No logical reason why, it just is. I don't think there is an international standards committee for fret markers! So, sadly, 'ukuleles and mandolins tend to use a 10th fret marker and guitar and bass, the 9th. Luckily I normally can't see any of them so they don't throw me off unless I accidentally tilt the instrument. I prefer no position markers—well maybe a single side dot at the 7th fret—and would pay extra for an equally good instrument sans markers.
 
The good thing about standards is that there are so many to choose from. -- Andrew S. Tanenbaum.

A key phrase @
gochugogi used is "tend to". There are ukes with dots on the 9th instead of the 10th (the maker of the one that comes first to mind is better known for guitars).

There are oodles of explanations around for why the dots are where they are (they mark harmonics! they show the pentatonic scale! they used to be holes for capos!). I suspect anything other than aesthetics is a back formation, and different instruments tend to use different markers because some historical influential guitar luthier used a different spacing than some historical influential mandolin luthier.

Looking at my instrument wall, out of two guitars, a mandolin, two acoustic ukes and an electric uke, only the mandolin and the electric uke have the same spots. In addition to the 9/10 split, some have a dot on three and some don't, one stops at 12, three continue to 15, the acoustic guitar goes to 17, and the strat continues to 21.

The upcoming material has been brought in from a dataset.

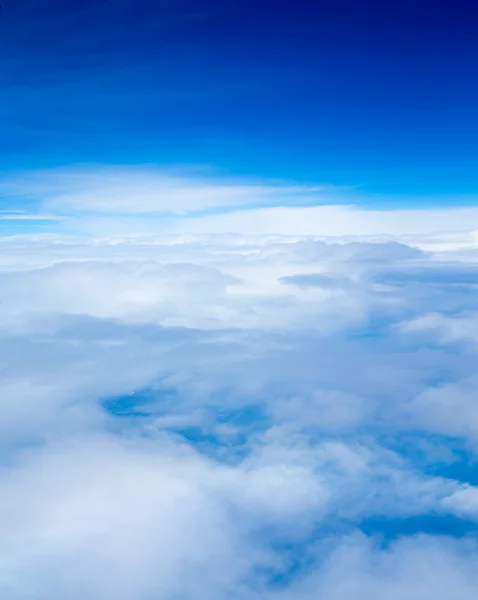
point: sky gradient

My tastes are aligning with @gochugogi's these days as far as preferring a plain fretboard. Or fingerboard. Aesthetically speaking, lose the frets as well ;) My ear isn't up to that standard yet.
 
Just wondering why it would be different from one instrument to the other?
Because ukulele are not little guitars.
 
When I bought my first guitar, a classical guitar, it had no markings. A bottle of silver fingernail polish solved that little problem fast for the 3rd, 5th, 7th, and 12th frets. Only takes a very small dot to work great. So far all of my ukuleles have good marking. However, it they did not I would add the mark. After all people paint and decorate their ukuleles so a little dot or two should not hurt anything.
 
When I bought my first guitar, a classical guitar, it had no markings. A bottle of silver fingernail polish solved that little problem fast for the 3rd, 5th, 7th, and 12th frets. Only takes a very small dot to work great. So far all of my ukuleles have good marking. However, it they did not I would add the mark. After all people paint and decorate their ukuleles so a little dot or two should not hurt anything.

Yeah, I was looking at one classical guitar I liked with no side dots. I could have painted them on, I suppose. I did see one with just the 7 dot. I could live with just a 7 dot on a soprano ukulele, so maybe guitar too. I don't need a 12 if it's at the body and I've never had a 3 dot so don't see the need. Maybe I'd like the 3 dot if I had one on my guitar. Don't see much point of fret markers on the top unless you're teaching.